The tip button at a place where you didn't get any personal service. At QDOBA after you walk through the line and all they do is scoop up food you have to scroll through the tip feature. I think the lowest is 20%-30%-40%. I don't care about them trying to shame me into a tip, I always hit 0%. It was the same at Dominoes when you into the store and carry out your own pizza, Then they want a tip! F.U!
 
Hearing all these bizarre sexual sayings and acts. The latest. "Philly sidecar." This is having sex with the colostomy hole of those that need the poop bag. I thought. "No Way, this is BS." So asked my lady ER nurse if this is real? Yup. It happens. And she has even heard that term of "Philly Sidecar." (Although neither of us understand that "Philadelphia" connection.)

WTF!!!!!!!!!!!!!!!
 
Here is one....
A guy posts a thread and asks for help. Several members chime in and the OP never thanks anyone.

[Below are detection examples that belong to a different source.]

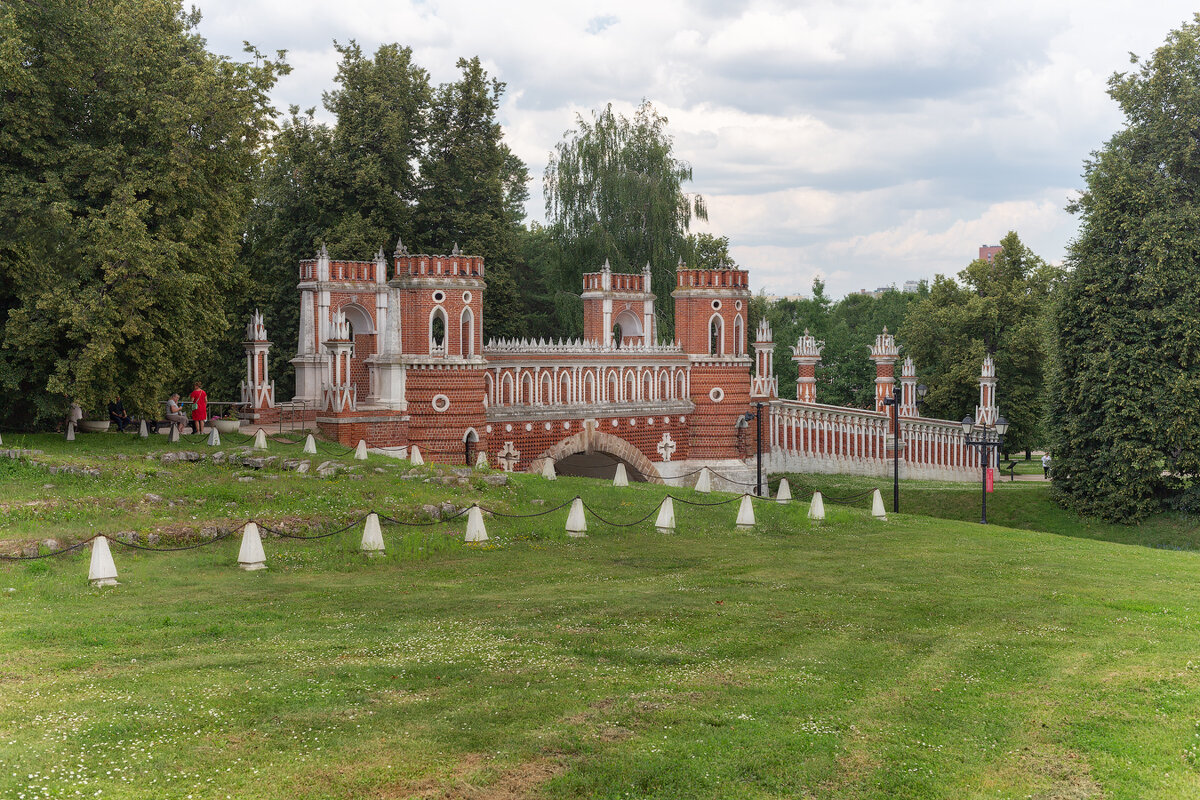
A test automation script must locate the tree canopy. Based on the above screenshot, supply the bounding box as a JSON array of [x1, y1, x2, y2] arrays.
[[544, 101, 708, 338], [896, 231, 1062, 450], [0, 0, 288, 426], [1048, 14, 1200, 522]]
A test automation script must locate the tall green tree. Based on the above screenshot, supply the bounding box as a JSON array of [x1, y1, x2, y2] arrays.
[[898, 231, 1062, 451], [1049, 14, 1200, 522], [0, 0, 287, 426], [415, 56, 529, 336], [544, 101, 708, 338]]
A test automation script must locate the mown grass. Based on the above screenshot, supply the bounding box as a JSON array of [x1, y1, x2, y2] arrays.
[[772, 475, 1200, 551], [0, 440, 1200, 799]]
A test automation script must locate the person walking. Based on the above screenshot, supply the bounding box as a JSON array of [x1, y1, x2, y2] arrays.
[[167, 392, 187, 431], [188, 380, 209, 433]]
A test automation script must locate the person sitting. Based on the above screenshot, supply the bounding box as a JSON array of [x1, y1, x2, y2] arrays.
[[108, 395, 133, 433], [191, 380, 209, 433], [167, 392, 187, 433]]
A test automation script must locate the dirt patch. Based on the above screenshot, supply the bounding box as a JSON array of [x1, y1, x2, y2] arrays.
[[371, 753, 566, 800]]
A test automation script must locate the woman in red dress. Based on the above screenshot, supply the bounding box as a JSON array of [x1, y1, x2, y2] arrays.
[[188, 380, 209, 433]]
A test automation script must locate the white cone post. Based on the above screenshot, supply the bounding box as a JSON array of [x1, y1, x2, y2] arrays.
[[566, 498, 588, 537], [359, 511, 383, 555], [238, 522, 266, 572], [654, 497, 674, 534], [738, 494, 754, 529], [612, 462, 629, 486], [467, 505, 487, 542], [88, 536, 116, 587], [871, 489, 888, 522], [809, 492, 824, 522]]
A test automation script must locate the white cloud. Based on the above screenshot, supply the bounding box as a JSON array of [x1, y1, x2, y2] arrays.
[[197, 0, 1193, 295]]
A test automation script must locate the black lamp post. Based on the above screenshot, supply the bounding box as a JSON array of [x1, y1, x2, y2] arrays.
[[743, 403, 762, 495], [962, 416, 1008, 525]]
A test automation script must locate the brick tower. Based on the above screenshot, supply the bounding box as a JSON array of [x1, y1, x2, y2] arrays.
[[384, 245, 487, 463], [671, 260, 754, 458], [581, 259, 658, 347]]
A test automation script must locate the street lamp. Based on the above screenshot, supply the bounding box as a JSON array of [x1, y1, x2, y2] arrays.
[[962, 416, 1008, 525], [738, 403, 763, 495]]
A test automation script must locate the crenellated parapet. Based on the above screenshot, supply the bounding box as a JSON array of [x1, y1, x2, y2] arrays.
[[792, 327, 824, 403]]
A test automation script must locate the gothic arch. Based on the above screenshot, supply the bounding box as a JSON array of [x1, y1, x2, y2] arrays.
[[529, 431, 664, 483]]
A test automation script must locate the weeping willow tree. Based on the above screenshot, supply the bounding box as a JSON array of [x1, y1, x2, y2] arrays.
[[545, 101, 708, 338]]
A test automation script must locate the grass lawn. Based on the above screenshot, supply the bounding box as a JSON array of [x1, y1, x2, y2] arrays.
[[0, 437, 1200, 800]]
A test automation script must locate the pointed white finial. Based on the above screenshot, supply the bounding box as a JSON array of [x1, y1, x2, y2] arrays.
[[654, 494, 674, 534], [359, 511, 383, 555], [88, 536, 118, 587], [238, 522, 266, 572], [737, 494, 754, 530], [809, 492, 824, 522], [612, 462, 629, 486], [871, 489, 888, 522], [467, 505, 487, 542], [566, 498, 588, 539]]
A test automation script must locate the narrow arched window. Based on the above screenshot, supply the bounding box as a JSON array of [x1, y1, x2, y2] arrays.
[[430, 308, 446, 355], [708, 314, 725, 355]]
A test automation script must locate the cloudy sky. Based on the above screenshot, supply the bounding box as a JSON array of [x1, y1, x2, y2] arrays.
[[194, 0, 1194, 296]]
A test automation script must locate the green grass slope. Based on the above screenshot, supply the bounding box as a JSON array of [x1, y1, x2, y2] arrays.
[[0, 434, 1200, 800]]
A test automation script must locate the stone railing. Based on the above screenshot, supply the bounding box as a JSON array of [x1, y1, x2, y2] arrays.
[[763, 401, 979, 481]]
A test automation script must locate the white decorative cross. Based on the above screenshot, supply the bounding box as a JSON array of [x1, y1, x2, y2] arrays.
[[496, 441, 521, 473], [659, 432, 676, 461]]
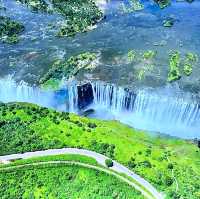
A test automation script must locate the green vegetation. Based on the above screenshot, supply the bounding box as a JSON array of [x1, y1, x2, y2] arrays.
[[105, 159, 113, 167], [154, 0, 171, 9], [137, 64, 155, 81], [16, 0, 49, 12], [0, 103, 200, 199], [128, 50, 136, 62], [0, 164, 143, 199], [167, 51, 181, 82], [17, 0, 103, 37], [163, 18, 174, 28], [183, 53, 198, 76], [143, 50, 156, 59], [1, 154, 98, 168], [120, 0, 144, 13], [55, 0, 103, 37], [0, 16, 24, 44], [39, 52, 97, 88]]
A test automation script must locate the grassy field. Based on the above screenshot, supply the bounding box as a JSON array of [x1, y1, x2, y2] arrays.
[[0, 161, 143, 199], [0, 103, 200, 199]]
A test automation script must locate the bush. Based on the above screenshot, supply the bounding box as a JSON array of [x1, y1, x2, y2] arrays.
[[105, 159, 113, 167], [165, 176, 174, 186], [167, 163, 174, 169]]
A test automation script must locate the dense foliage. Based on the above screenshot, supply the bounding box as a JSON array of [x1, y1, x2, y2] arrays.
[[0, 165, 143, 199], [0, 16, 24, 44], [0, 104, 200, 199], [17, 0, 103, 37]]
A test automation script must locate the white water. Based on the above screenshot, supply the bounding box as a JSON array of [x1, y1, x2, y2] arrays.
[[0, 77, 200, 138], [91, 83, 200, 138]]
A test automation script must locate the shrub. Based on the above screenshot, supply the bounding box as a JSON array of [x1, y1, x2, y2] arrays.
[[105, 159, 113, 167], [167, 163, 174, 169]]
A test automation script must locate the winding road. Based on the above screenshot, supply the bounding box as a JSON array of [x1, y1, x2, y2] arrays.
[[0, 148, 164, 199]]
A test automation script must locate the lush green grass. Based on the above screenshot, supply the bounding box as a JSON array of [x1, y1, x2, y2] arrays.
[[0, 154, 98, 168], [0, 104, 200, 199], [0, 162, 143, 199]]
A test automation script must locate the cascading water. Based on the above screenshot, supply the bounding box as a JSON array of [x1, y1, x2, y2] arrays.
[[0, 76, 77, 112], [91, 82, 200, 138], [0, 76, 53, 107], [0, 77, 200, 138]]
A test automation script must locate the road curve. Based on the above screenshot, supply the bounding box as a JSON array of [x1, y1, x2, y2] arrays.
[[0, 148, 164, 199]]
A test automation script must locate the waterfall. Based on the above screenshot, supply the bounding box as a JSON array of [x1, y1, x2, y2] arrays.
[[0, 76, 77, 113], [91, 82, 200, 138], [0, 76, 200, 138], [0, 76, 53, 107]]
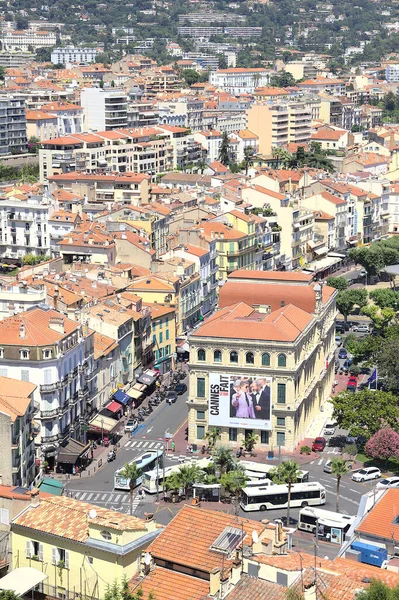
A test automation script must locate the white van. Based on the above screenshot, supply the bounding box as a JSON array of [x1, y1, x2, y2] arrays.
[[323, 422, 337, 435]]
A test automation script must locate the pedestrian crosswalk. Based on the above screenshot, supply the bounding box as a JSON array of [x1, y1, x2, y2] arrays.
[[124, 440, 164, 450], [68, 490, 140, 514]]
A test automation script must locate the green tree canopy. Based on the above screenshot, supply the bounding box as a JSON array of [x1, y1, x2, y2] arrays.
[[332, 389, 399, 438]]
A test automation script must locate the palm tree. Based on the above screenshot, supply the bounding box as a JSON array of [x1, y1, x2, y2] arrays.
[[120, 462, 141, 515], [212, 446, 238, 474], [331, 458, 349, 512], [277, 460, 300, 526], [205, 427, 220, 448]]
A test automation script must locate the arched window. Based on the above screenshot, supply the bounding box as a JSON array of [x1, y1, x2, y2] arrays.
[[277, 354, 287, 367], [245, 352, 255, 365], [213, 350, 222, 362], [230, 350, 238, 363], [262, 352, 270, 367]]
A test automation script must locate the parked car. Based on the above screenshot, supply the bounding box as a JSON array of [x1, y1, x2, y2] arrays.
[[353, 324, 370, 333], [323, 422, 337, 435], [352, 467, 381, 482], [375, 475, 399, 490], [125, 419, 139, 432], [312, 438, 326, 452], [342, 356, 353, 371], [175, 383, 187, 396], [166, 390, 177, 403]]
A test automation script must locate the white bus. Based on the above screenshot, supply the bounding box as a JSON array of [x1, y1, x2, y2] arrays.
[[240, 460, 309, 484], [114, 450, 163, 490], [240, 481, 326, 511], [142, 458, 212, 494], [298, 507, 355, 544]]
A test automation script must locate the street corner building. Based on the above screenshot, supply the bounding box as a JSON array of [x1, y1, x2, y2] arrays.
[[188, 270, 336, 451]]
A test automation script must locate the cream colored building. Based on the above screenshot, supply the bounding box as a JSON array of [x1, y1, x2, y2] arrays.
[[248, 101, 312, 154], [187, 270, 336, 451]]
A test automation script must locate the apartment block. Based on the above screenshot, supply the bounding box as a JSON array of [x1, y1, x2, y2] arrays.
[[0, 376, 36, 487], [80, 87, 127, 131], [51, 46, 99, 65], [248, 101, 312, 155], [0, 307, 94, 465], [0, 195, 54, 258], [0, 94, 28, 156]]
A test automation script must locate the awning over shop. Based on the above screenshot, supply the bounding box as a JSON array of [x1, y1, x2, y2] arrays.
[[137, 371, 157, 385], [57, 439, 90, 465], [0, 567, 48, 596], [105, 401, 122, 413], [39, 477, 64, 496], [114, 390, 130, 405], [89, 415, 119, 433], [126, 388, 143, 400]]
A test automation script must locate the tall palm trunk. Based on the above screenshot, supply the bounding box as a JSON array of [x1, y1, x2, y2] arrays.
[[129, 483, 134, 515], [287, 483, 292, 527], [335, 476, 341, 512]]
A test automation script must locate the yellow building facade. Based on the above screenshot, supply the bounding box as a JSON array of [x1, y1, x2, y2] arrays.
[[11, 494, 160, 600], [187, 271, 336, 451]]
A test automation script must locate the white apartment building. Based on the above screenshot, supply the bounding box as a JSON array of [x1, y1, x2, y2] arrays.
[[0, 306, 94, 464], [0, 196, 54, 258], [0, 94, 28, 155], [51, 46, 99, 65], [385, 63, 399, 83], [80, 88, 128, 131], [209, 67, 270, 94], [0, 29, 57, 52], [0, 281, 47, 320], [194, 129, 223, 163]]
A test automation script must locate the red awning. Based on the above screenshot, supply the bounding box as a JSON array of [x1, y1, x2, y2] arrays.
[[106, 402, 122, 413]]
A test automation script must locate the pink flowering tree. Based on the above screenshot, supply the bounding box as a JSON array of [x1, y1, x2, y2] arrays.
[[365, 427, 399, 461]]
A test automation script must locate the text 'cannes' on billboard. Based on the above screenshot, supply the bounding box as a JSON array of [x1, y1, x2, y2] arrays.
[[209, 373, 272, 429]]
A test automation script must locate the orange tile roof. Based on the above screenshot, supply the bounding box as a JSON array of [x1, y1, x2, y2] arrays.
[[13, 496, 147, 542], [192, 300, 312, 342], [147, 505, 265, 576], [0, 308, 79, 346], [130, 566, 209, 600]]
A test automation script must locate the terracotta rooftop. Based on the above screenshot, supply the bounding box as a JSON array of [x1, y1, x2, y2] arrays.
[[13, 496, 147, 542], [0, 308, 80, 347], [147, 505, 265, 576], [134, 566, 209, 600]]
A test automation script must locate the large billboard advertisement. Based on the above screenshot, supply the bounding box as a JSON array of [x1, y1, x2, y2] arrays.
[[209, 373, 272, 430]]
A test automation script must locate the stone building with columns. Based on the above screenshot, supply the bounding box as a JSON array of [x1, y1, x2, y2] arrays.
[[187, 270, 336, 451]]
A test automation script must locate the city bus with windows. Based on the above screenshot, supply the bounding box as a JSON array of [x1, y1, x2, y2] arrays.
[[114, 450, 163, 490], [142, 458, 212, 494], [240, 481, 326, 511], [298, 506, 355, 544], [240, 460, 309, 484]]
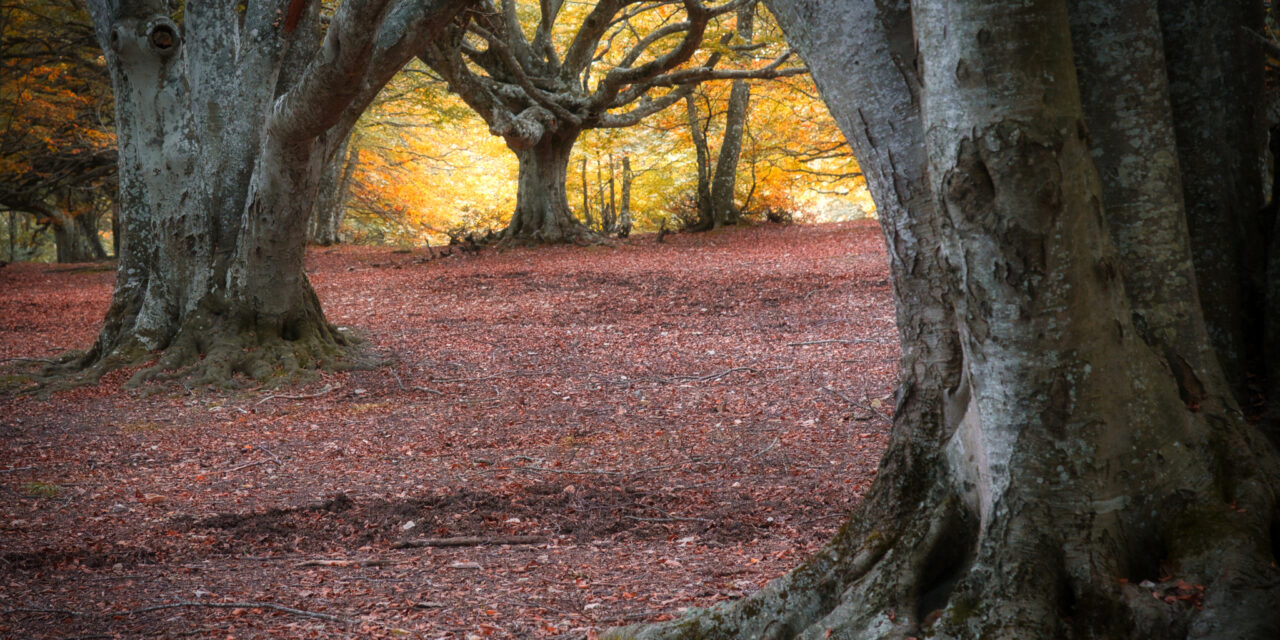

Show some respect, people. SOME members actually try hard to help others so don't be stingy with the gratitude.
 
One of my summer students years ago knew about every sexual kink that there was, and the slang for it. As a result I thought that I was pretty well informed and hard to shock but jeez, a colostomy hole? Gotta clean the barf off of my iPad. I bet I could post video of that online and some guy would paddle his own canoe to it.
 
One of my summer students years ago knew about every sexual kink that there was, and the slang for it. As a result I thought that I was pretty well informed and hard to shock but jeez, a colostomy hole? Gotta clean the barf off of my iPad. I bet I could post video of that online and some guy would paddle his own canoe to it.
Each one I hear are getting worse. The "Colostomy" hole is just the latest.

My point? We can stop now! But 6 months from now. I'll read another somewhere that one just can't unlearn.